Prefer log-based CDC. It captures all changes (including deletes) without impacting source performance.

Full Load

Use full load ONLY when:

Source is small enough (define "small" for your context)
No reliable change indicator AND no CDC option
Initial backfill
Data reconciliation

Even with full load, make it idempotent: table swap or delete-insert.
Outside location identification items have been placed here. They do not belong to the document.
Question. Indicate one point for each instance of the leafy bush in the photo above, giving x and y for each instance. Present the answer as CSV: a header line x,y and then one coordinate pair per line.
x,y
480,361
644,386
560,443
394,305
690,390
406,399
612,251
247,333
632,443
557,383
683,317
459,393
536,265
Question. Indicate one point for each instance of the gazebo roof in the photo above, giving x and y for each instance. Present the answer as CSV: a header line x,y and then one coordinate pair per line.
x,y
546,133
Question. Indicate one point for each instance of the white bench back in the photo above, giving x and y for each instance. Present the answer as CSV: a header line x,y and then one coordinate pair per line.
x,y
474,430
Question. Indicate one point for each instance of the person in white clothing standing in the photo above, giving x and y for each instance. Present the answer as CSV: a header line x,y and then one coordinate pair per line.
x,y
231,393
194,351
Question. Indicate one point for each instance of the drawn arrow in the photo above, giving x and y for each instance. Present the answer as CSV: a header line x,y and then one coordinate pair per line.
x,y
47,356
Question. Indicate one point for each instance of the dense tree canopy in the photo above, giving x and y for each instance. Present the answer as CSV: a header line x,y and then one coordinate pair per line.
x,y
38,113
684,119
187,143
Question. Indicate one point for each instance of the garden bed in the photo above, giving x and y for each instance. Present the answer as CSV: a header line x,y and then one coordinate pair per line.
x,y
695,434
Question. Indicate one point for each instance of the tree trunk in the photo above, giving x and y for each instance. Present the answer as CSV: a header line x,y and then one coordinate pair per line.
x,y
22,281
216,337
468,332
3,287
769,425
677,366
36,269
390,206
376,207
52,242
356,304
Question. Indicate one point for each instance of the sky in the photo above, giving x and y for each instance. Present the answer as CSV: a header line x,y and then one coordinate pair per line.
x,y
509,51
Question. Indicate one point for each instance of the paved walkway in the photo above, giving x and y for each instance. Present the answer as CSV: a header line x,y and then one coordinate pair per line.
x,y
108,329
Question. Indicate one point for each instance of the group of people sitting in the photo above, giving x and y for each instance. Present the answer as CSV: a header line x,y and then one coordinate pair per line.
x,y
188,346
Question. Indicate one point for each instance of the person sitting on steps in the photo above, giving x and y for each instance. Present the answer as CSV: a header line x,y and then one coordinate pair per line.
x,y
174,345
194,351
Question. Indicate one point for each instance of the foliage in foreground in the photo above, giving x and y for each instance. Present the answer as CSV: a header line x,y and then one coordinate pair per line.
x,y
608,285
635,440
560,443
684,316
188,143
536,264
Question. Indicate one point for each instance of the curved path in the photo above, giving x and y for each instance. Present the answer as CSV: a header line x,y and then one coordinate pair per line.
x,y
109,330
Phase 4: Data Quality Checks

Every pipeline step produces verifiable output. No exceptions.

Quality Check Layers

Source checks  → Before extraction: Is source available? Schema matches?
Load checks    → After extraction: Row counts, null rates, type conformance
Business rules → After transform: Domain constraints, referential integrity
Output checks  → Before serving: Completeness, freshness, accuracy

Essential Checks

ALWAYS implement these. Non-negotiable:

| Check | Example | Action on Failure | |-------|---------|-------------------| | Not null | id IS NOT NULL | Block pipeline | | Unique | COUNT(id) = COUNT(DISTINCT id) | Block pipeline | | Referential integrity | All order.customer_id exist in dim_customers | Block or quarantine | | Row count threshold | Today's count within 20% of yesterday | Alert, review | | Freshness | Source data within expected window | Alert, review | | Accepted values | status IN ('active', 'inactive', 'pending') | Quarantine bad rows | | Value range | price > 0 AND price < 1000000 | Quarantine bad rows |

Implementation with dbt

# schema.yml
models:
  - name: orders_fact
    columns:
      - name: order_id
        tests:
          - not_null
          - unique
      - name: customer_id
        tests:
          - not_null
          - relationships:
              to: ref('dim_customers')
              field: customer_id
      - name: order_total
        tests:
          - not_null
          - dbt_expectations.expect_column_values_to_be_between:
              min_value: 0
              max_value: 1000000

Implementation with Great Expectations

validator.expect_column_values_to_not_be_null("order_id")
validator.expect_column_values_to_be_unique("order_id")
validator.expect_column_values_to_be_between("order_total", min_value=0, max_value=1000000)
validator.expect_column_pair_values_a_to_be_greater_than_b("ship_date", "order_date", or_equal=True)

Failure Strategy

Block: Pipeline stops. Data does not propagate. Fix required.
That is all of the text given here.